Opinions vary on what is the right for a child to start preschool. Most experts typically agree that it should be between three to four years old, however you will find that many preschools accept children as young as two years old.
Even among siblings, the level of maturity displayed by children will vary. A good way to gauge the level of maturity of your child might be to ask the following questions:
- Can my child follow simple instructions?
- Can my child speak well enough to be understood by others?
- Is my child able to follow the school routine?
- Is my child potty trained?
- Is my child able to get dressed without help?
- Is my child able to put on shoes without help?
- Is my child able to feed himself or herself?

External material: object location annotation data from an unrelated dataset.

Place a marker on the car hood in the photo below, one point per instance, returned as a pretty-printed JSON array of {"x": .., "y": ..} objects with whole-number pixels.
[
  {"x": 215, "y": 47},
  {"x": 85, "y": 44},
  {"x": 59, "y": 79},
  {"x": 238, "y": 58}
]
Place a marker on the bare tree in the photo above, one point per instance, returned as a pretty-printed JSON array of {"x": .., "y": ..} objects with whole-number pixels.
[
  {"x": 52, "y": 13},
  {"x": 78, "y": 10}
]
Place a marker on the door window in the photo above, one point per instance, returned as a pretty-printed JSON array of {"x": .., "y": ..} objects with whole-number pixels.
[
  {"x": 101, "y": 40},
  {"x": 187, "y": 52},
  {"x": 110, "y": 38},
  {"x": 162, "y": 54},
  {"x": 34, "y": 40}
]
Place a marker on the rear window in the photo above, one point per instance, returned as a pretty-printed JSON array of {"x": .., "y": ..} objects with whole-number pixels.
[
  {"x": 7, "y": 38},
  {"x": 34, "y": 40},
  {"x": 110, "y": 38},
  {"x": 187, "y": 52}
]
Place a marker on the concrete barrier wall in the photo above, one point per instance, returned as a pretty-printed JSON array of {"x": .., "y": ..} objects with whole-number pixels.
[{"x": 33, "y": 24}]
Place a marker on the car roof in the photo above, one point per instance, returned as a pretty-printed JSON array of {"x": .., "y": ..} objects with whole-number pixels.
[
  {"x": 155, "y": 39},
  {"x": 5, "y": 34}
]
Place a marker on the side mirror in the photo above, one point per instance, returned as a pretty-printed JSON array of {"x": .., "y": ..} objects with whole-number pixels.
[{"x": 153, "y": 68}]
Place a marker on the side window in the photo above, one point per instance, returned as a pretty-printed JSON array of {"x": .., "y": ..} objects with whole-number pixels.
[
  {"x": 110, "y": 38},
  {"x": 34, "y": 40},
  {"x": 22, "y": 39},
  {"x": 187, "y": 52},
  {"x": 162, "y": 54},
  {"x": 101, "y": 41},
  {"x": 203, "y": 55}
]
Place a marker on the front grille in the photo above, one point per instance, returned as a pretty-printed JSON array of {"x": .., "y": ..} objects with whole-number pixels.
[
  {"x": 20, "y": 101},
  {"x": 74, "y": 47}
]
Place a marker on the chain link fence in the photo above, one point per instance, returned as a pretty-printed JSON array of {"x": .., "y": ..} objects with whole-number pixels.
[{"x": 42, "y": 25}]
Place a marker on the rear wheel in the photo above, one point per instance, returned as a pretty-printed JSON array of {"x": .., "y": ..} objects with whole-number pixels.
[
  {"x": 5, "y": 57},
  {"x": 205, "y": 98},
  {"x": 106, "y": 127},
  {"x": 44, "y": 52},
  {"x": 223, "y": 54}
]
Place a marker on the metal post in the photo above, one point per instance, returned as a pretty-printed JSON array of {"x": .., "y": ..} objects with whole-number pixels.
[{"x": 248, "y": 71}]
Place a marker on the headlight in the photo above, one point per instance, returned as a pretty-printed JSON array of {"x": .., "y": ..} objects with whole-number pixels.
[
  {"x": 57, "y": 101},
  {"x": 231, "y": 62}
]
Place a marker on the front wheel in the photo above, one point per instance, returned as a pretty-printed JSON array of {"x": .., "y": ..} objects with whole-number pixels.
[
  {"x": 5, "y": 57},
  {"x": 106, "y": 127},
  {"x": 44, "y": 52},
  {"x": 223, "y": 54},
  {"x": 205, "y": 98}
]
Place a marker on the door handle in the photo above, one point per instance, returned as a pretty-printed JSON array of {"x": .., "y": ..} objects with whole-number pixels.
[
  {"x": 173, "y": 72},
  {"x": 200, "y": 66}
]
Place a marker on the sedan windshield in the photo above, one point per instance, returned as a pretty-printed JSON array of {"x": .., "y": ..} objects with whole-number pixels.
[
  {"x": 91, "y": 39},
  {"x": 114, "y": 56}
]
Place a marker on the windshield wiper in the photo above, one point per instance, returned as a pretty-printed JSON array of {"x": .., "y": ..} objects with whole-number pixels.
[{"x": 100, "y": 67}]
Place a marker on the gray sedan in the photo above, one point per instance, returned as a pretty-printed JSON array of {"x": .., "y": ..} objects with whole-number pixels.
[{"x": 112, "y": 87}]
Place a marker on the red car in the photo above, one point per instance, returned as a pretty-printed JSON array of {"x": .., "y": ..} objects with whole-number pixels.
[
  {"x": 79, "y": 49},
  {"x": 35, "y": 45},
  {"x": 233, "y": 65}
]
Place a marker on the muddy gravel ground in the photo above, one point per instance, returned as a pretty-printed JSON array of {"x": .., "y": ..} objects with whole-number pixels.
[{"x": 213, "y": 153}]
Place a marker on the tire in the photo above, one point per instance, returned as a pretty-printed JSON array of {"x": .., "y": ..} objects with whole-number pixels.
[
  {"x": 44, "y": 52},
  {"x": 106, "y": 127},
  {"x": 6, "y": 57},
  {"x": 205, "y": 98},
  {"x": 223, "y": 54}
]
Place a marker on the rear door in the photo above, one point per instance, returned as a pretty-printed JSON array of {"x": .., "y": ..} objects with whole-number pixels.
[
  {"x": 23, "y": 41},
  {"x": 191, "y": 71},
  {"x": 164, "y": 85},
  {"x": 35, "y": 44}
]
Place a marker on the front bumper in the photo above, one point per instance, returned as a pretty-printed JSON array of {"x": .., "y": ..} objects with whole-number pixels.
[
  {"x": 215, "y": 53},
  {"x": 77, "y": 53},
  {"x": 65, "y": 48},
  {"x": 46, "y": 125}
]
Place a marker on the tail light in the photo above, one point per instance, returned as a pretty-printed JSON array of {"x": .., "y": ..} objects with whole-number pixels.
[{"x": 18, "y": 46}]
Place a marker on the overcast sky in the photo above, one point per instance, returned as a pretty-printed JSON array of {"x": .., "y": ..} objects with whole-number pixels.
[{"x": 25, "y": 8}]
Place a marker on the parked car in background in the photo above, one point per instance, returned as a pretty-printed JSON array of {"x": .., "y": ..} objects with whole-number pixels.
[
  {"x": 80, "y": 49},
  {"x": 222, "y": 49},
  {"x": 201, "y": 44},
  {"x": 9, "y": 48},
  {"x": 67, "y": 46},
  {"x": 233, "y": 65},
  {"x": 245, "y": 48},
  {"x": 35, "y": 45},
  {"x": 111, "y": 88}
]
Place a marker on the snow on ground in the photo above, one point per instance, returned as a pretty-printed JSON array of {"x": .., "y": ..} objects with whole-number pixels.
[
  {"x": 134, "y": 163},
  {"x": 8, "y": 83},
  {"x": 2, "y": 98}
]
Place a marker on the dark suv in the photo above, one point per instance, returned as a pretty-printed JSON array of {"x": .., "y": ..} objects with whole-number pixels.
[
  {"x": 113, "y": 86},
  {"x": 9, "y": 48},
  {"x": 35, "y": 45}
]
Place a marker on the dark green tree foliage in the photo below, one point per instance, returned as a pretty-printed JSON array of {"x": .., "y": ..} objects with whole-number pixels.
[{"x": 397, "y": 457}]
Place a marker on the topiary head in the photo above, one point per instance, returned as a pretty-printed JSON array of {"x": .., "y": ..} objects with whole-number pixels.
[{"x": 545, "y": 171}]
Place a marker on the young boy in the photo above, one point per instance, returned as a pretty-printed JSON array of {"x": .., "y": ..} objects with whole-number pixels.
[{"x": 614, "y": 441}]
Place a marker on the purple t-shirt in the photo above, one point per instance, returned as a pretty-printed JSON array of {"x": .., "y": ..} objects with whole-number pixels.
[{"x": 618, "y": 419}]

Some preschools may take on the responsibility of helping your child with the development of these skills, but there schools that make these mandatory requirements before they will accept your child.
Find out what each of the preschools you are considering expect children to know and be able to do, and assess if your child is capable of meeting these expectations.
One of the reasons many parents send their children to preschool is so they can develop their social skills. Even if this is the case, you should consider the following:
- Does my child interact well with other children?
- Has my child spent a significant amount of time away from me?
- How well does my child cope with meeting and interacting with new people?
If you feel that – due to issues with social interactions and shyness – attending preschool will create stress for your child, then perhaps the decision to enroll him or her should be delayed.
Children who are more timid, introverted, and sensitive may find the transition to preschool difficult. Some of these children can be managed by employing methods to gradually ease them into preschool, while others may benefit from a later start to preschool. Even siblings from the same family may require different methods for handling the introduction of school.
In addition to the aforementioned factors, the preschool you have selected for your child may also have requirements that must be met before your child will be accepted. Research to find out if your preschool of choice requires certain entrance criteria or assessments.